Waking to the smell of brewing coffee may be a sensory pleasure for many of us, but it is a different story for neighbors of coffee-making factories.
Needing to neutralize the odor of roasting beans and destroy emissions from a new roaster that increased production, an East Coast processor steered away from the traditional approach.
Most often, bean roasting odors and emissions are treated with an afterburner that incinerates the roaster exhaust with natural gas or other fuels. While effective in air-pollution control, it is not economical or energy efficient. Rising fuel costs and the growing green movement prompted the company to find a more energy-efficient and cost-effective means of emission destruction.
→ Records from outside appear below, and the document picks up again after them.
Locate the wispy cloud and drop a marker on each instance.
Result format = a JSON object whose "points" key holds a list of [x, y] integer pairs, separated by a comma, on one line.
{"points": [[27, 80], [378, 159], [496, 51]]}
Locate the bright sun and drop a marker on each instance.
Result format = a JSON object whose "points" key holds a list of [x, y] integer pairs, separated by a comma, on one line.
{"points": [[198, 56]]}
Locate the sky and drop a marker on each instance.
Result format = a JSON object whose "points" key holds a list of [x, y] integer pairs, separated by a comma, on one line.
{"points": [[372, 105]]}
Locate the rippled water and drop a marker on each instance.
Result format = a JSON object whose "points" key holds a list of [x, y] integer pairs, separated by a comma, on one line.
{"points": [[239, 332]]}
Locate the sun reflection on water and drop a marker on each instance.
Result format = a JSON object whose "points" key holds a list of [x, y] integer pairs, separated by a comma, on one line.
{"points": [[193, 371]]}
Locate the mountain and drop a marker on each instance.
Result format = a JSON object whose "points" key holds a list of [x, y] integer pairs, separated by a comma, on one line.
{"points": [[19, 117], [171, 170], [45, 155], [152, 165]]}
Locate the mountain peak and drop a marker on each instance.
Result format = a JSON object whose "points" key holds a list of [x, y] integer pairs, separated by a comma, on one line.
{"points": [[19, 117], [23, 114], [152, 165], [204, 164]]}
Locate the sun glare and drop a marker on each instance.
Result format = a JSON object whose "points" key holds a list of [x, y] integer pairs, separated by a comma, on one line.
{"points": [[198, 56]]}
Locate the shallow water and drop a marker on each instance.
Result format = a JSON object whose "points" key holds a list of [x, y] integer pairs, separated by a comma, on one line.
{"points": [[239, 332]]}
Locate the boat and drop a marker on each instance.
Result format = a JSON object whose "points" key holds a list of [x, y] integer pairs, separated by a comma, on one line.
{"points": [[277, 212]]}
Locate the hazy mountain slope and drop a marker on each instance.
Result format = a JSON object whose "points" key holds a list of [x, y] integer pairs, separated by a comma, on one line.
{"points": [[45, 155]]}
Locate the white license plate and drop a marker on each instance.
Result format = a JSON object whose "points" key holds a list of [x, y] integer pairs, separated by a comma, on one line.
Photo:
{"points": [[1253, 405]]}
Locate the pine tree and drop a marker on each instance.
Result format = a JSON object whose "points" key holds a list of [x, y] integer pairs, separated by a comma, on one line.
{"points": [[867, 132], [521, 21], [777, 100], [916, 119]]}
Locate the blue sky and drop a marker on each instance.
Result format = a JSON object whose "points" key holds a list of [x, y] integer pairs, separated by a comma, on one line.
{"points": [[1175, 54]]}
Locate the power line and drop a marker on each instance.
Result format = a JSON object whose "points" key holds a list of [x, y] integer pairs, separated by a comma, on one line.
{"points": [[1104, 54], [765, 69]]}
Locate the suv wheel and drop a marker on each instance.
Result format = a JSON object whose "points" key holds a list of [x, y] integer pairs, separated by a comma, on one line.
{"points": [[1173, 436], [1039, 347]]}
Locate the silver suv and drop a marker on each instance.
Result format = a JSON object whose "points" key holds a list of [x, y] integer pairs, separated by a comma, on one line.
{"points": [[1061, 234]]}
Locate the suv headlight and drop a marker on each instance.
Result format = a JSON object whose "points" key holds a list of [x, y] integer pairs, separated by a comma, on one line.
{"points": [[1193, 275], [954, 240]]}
Anguil Environmental Systems Inc., Milwaukee, recognized the coffee manufacturer’s need and developed a system that accounts for the unique application requirements. The maker of pollution control-equipment says the solution also achieves environmental compliance with less operating costs than the traditional afterburner approach.
Anguil recommended an 8,000 scfm regenerative thermal oxidizer (RTO) to handle the roaster, nip grinder and alkalizer at the facility. With the two-bed oxidizer, contaminated process gas is preheated as it passes through beds of ceramic media located in the energy-recovery chambers. The process gas moves from the preheated chamber toward the combustion chamber, where the volatile organic compounds (VOCs) are oxidized, releasing energy into the second energy-recovery chamber before going to atmosphere.
A diverter valve switches the direction of the process gas so both energy-recovery beds are fully utilized, providing 95 percent thermal efficiency and reducing auxiliary fuel requirements. Under normal operating conditions, the unit is self-sustaining and does not require fuel to achieve destruction.
Water vapor was a major concern during the design phase of this project; therefore, provisions were taken to handle the high moisture airstream coming from the roaster. Water is a byproduct of bean roasting, and it also is added for flavor. The water can accelerate corrosion of carbon steel parts and freeze during winter, causing system components to seize. Either of those conditions can cause unplanned oxidizer shutdowns.
To head off the potential problem, Anguil engineers recommended a knock-out drum with removal pump just upstream of the oxidizer. The fresh-air damper also was modified to introduce less water vapor, and portions of the ductwork were insulated to prevent freezing.
Special consideration was given to the oxidizer ceramic media to account for any particulate in the airstream, ensuring proper operation. The oxidizer also has a bake-out feature, which works much like the self-cleaning feature on a kitchen oven. Organic particulate is regularly burned out during a high temperature cycle to ensure the media does not plug. The bake-out feature also helps reduce pressure drop and lower electrical consumption.
In addition to the emission and odor control equipment, Anguil provided a 7,000 scfm plate heat exchanger and corresponding duct work. This sends waste heat from the oxidizer’s exhaust stack to the roof’s makeup air unit, saving the company more than $80,000 a year in plant heating costs during winter months, Anguil says. On similar applications, Anguil has returned waste heat back to the roasters, further reducing natural gas consumption and operating costs.
The bean processor has purchased two similar Anguil systems for its other U.S. plants.